SIMPLE SUMMARY: Colorectal cancer is the third most common cause of cancer-related deaths. The Wnt signaling pathway is activated by genetic mutations in most patients with colorectal cancer. A number of different types of Wnt pathway mutation have been described: some increase the sensitivity of tumor cells to Wnt ligands produced by stromal cells (ligand-dependent), while others drive downstream activation of the pathway (ligand-independent). Ligand-dependent tumors are of particular interest as there are a number of emerging treatment options, such as porcupine inhibitors, that can specifically target these tumors. In this review, we discuss what is known about these different types of Wnt activating mutations. We propose that ligand-dependent tumors should be viewed as a separate subset of colorectal cancer with its own biomarkers, prognosis and targeted therapies. ABSTRACT: Wnt signaling is ubiquitously activated in colorectal tumors and driver mutations are identified in genes such as APC, CTNNB1, RNF43 and R-spondin (RSPO2/3). Adenomatous polyposis coli (APC) and CTNNB1 mutations lead to downstream constitutive activation (ligand-independent), while RNF43 and RSPO mutations require exogenous Wnt ligand to activate signaling (ligand-dependent). Here, we present evidence that these mutations are not equivalent and that ligand-dependent and ligand-independent tumors differ in terms of underlying Wnt biology, molecular pathogenesis, morphology and prognosis.
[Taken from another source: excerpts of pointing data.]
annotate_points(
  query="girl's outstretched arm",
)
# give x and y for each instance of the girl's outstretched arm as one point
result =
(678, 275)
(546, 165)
These non-overlapping characteristics can be harnessed to develop biomarkers and targeted treatments for ligand-dependent tumors, including porcupine inhibitors, anti-RSPO3 antibodies and asparaginase. There is emerging evidence that these therapies may synergize with immunotherapy in ligand-dependent tumors. In summary, we propose that ligand-dependent tumors are an underappreciated separate disease entity in colorectal cancer.